Imagine reporting a crime you have witnessed to a police officer. You tell the officer what happened, when it happened and details about who was involved. Then imagine that the officer responds as if he or she doesn't believe you.

This, unfortunately, is the situation that too many men and women face when it comes to allegations of domestic violence or assault. In fact, inadequate law enforcement response to such claims has been found to be such a serious problem that the Department of Justice recently announced a set of guidelines to help state and local agencies respond better in domestic violence cases.

Many of the guidelines stem from concerns about discrimination and bias on the part of law enforcement agents. According to the DOJ announcement, many victims of violence are not believed or protected by police due to assumptions about the people or person involved.

In order to address the problem and keep it from jeopardizing the safety and well-being of the people involved, the DOJ is asking law enforcement agencies to recognize certain policies when it comes to domestic violence situations. 

The policies, which can all be read in this announcement by the DOJ, include protocols from addressing stereotypes and biases to following up on the data collected in domestic and/or sexual assault cases.
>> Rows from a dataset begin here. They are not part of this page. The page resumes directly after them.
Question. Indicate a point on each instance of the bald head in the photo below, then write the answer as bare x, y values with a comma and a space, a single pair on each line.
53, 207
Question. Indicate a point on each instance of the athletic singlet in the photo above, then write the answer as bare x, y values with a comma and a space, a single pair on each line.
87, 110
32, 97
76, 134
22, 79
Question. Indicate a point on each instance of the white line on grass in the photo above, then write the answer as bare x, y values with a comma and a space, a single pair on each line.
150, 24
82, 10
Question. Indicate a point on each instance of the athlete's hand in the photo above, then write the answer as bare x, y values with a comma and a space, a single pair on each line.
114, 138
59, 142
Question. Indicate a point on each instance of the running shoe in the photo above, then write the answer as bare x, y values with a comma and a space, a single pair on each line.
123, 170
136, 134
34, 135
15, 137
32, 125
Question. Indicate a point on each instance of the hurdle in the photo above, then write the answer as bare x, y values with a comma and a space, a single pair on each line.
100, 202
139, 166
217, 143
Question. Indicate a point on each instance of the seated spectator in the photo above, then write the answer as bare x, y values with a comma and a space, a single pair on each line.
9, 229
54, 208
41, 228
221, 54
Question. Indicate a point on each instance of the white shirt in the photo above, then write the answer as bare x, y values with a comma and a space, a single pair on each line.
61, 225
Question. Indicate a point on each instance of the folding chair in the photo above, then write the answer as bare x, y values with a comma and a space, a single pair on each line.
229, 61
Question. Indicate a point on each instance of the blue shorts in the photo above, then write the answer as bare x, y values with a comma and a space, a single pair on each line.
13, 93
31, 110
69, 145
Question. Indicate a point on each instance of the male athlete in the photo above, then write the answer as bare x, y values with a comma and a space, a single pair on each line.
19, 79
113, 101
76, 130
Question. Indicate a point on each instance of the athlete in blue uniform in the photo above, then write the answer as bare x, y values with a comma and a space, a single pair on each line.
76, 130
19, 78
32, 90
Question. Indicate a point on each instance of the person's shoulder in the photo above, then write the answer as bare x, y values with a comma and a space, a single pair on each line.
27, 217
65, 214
Also included in the guidelines are principles reminding officers to properly identify the alleged attacker without bias and to utilize interview tools that encourage people to speak up and provide details.

While it is certainly positive that the DOJ is working to improve police response to domestic violence situations, it highlights the current problems and biases that exist. Because of these issues, many victims -- and wrongfully accused attackers -- can find it very hard to trust law enforcement agents. 

However, you should know that if you are in a situation involving domestic assault, you do not have to go through this difficult time alone. You can work with an attorney to pursue protection orders, challenge wrongful arrests and protect yourself and your family in situations involving issues like divorce and/or child custody. Having someone by your side can make it easier for you to speak up and pursue an appropriate outcome.